Any type of automatic analyzer, based on the principle of absorption of infrared radiation and to ensure the accuracy of the analysis required by this standard.

Ether sulfate (medical). Allowed to use other volatile organic solvents: acetone, chloroform, etc.

The smoother used depending on the type of the used analyzer.

3.3. Preparation for assay

Before analysis the installation of a drive in accordance with the instructions supplied with the device.

The calibration of an instrument performed on standard specimens of carbon steel.

The control of correctness of analysis results set by standard samples of steels corresponding in chemical composition and determine the concentrations of the analyzed materials. To control the correctness of the results of analysis with each batch of samples analyzed standard samples of steel at least twice per shift.

The arithmetic average of the results of the analysis of standard sample should not differ from the certified values by more than 0.6 ГОСТ 12344-88 Стали легированные и высоколегированные. Методы определения углеродаor 0.5 ГОСТ 12344-88 Стали легированные и высоколегированные. Методы определения углеродаallowable absolute differences established for the respective concentration range when performing analysis of the two (three) parallel batches.

3.4. Analysis

The analysis is carried out in accordance with the instructions supplied with the device.

When the mass fraction of carbon in the steel less than 0.20% of the portion recommended to be washed with ether or other volatile organic solvent and air dry.

In parallel through all stages of the analysis carried out the analysis of control experience.

The duration of the measurement (the burning of the sample metal) — 45 p

3.5. Processing of the results

3.5.1. Mass fraction of carbon (ГОСТ 12344-88 Стали легированные и высоколегированные.

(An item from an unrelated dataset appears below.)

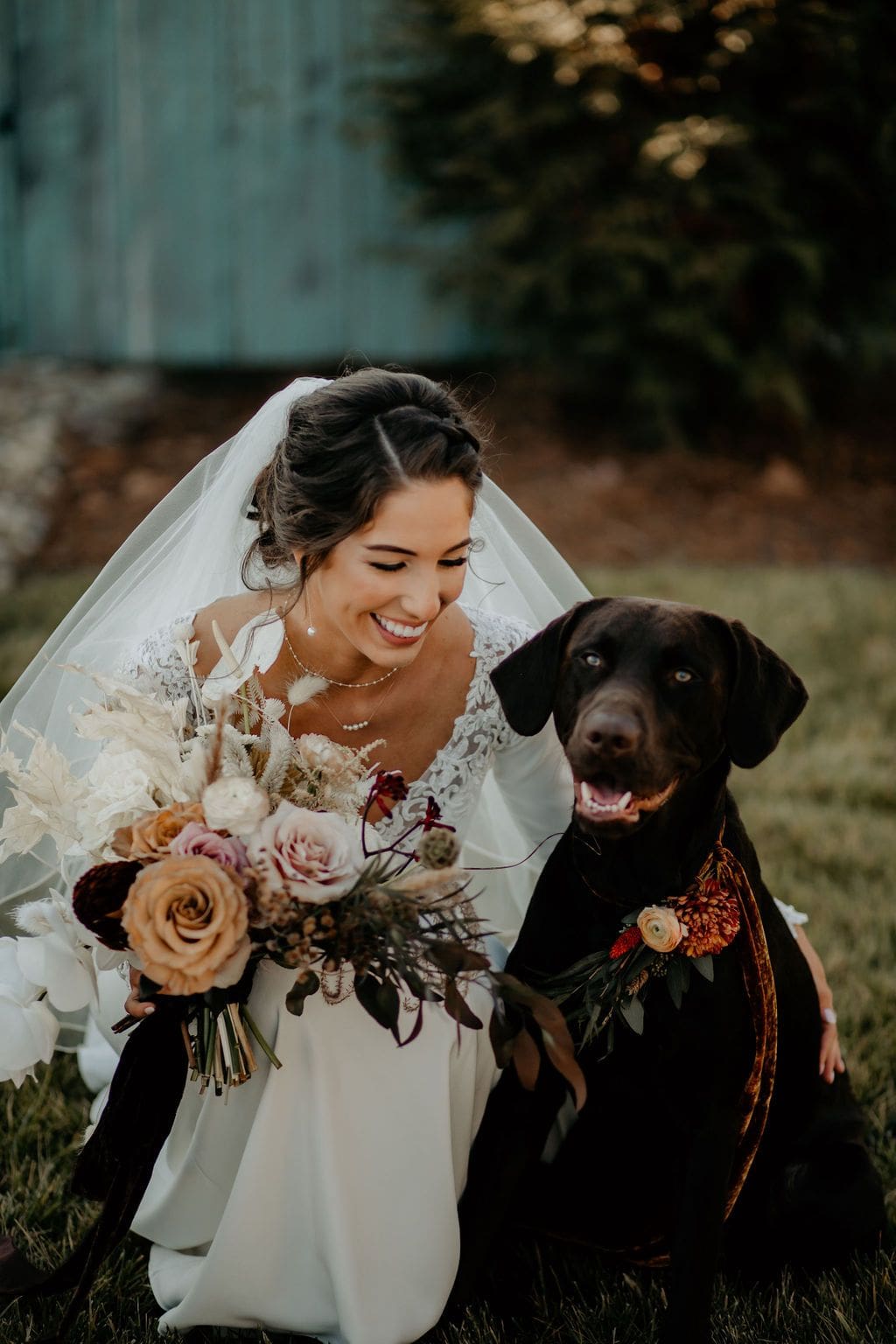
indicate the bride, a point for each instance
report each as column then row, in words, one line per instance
column 359, row 542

Методы определения углерода) in percent is calculated by the formula

ГОСТ 12344-88 Стали легированные и высоколегированные. Методы определения углерода


where ГОСТ 12344-88 Стали легированные и высоколегированные. Методы определения углерода — reading digital display of the device, the resulting combustion of the sample of the analyzed material, %;

ГОСТ 12344-88 Стали легированные и высоколегированные. Методы определения углерода — the testimony of a digital display device, resulting from the burning flux, % (reference experiment).

3.5.2. The absolute differences of the extreme results of three (aГОСТ 12344-88 Стали легированные и высоколегированные. Методы определения углерода) or two (ГОСТ 12344-88 Стали легированные и высоколегированные. Методы определения углерода) of parallel measurements (at confidence probability ГОСТ 12344-88 Стали легированные и высоколегированные. Методы определения углерода=0,95) must not exceed the value of permissible differences for the relevant concentration range given in the table.

3.5.3. For the results analysis be the arithmetic mean of two (three) of parallel definitions, minus the average of the two (three) parallel the results of the reference experiment.

3.5.4. Final result for the take a result that meets the requirements of section 2.6.2.